Hoy me llevaron de emergencia al hospicio por falta de aire y de tu respirar, hoy me escondí en un viejo cenicero en forma de cráneo y lancé pedazos de papel desde la oscuridad, hoy leí tu carta; eso estuvo bien, lo malo es que la leeré por siempre.

Hoy me mantuve vivo por mil vidas más, hoy conocí a Jesús pero no era el del cuadro, hoy te escuché por muchas horas y pensé el porque no respondiste mi pregunta, hoy encontré al hermano de una marioneta, hoy me encerré en un frasco y grité tu nombre con dirección a la tapa.

Hoy nuevamente pensé tanto en ti como no tienes idea, aunque creo que voy entendiendo la idea. Hoy me coloqué un anillo en el pulgar y me atrapó adjuntando a mí un poder inigualable, hoy casi me sorprendió tu ausencia, hoy me colgué de mis cortinas y no baje jamás, hoy te busqué en mis más lejanos y hermosos sueños y no te encontré.

Hoy una nube me dejó al final de la calle, y no vi una huella tuya. Aún me encuentro perdido y con la esperanza de encontrarme algún día.

Jonathan de M




sábado, agosto 18, 2007

Monólogo de un Duende

A veces creo tener el control, la fuerza me ata a todo lo que me une a ti, no siempre sale todo bien, o quizá soy yo quien sale mal. Te vi y sólo por un segundo comprendí cuan importante eres para mi, sostuve mis pies y no te solté, pensé quizá en un llover, pero el cielo estuvo despejado, lo divino me distrajo y lo escondido salio de su escondite, y se mostró y se aparto.

Tanto tiempo y no dejo de quererte, quizá el mundo ande detrás de esto, o quizá soy yo quien ando tras esto, y no lo recuerdo cada noche antes de pasar a mi otro mundo, tu mundo, ese extraño y sin penas, ese extraño y sin mordiscos, ese extraño y sin tu sombra que aligera mi pensar.

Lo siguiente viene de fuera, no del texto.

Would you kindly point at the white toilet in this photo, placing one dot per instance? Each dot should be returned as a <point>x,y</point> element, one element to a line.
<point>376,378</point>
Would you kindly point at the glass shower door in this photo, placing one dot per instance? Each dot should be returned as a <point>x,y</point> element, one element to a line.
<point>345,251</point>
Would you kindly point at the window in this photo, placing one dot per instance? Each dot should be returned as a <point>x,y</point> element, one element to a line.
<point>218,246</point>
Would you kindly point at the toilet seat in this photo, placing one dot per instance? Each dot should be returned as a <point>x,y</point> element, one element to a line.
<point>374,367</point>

Te busco cada día, en cada andar, en cada noche que se asoma, por encima de mi cantar, que grita por gritar y llora sin mirar; atrapado, desolado, congelado, ultrajado, masturbado, sofocado, irritado, no concibo caminar y alzarme hacia ti … te pienso y no reflejo tu existir, te rezo y olvide que no recé antes de ti; los ojos me arden y la soledad aprieta, pero veo aún la luz y eso me alienta.

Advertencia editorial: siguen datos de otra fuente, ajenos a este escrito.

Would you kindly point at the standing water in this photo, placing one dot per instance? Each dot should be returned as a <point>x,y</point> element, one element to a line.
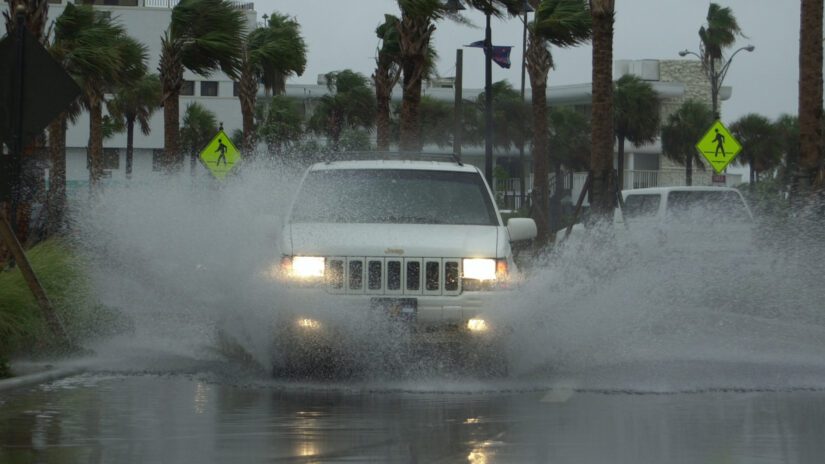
<point>181,257</point>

Salte a tu voz y cante junto a ti, pero no seguí, me tragaste y ni siquiera lo sentí, consumido, arrullado, digerido, destruido y jaloneado, todo se va y todo se queda en el pasado, el futuro no lanza dados, y la muerte es presente acomodado, no lo entiendo, pero lo comprendo, quizá no debí pero lo hice, no consulte pero predije, no pregunte pero lo dije, y lo peor de todo es que no te lo di a ti, y viviré creyendo que lo hice cuando no me deshice de nada.

Sólo aumenté el hedor de mis dedos, y la cotidiana promesa de sentarse a las 6, a tomar ese delicioso café, a orillas de la colina roja, en cada uno de sus palpitares inconcientes que ni se, en ese atardecer anaranjado, lleno de viento que vuelve a acostarse hasta que el sol amanezca, y yo cerraré mis ojos, y me dejaré caer, lanzando un “Adiós”. Y, que estúpido suena cuando no crees en Dios.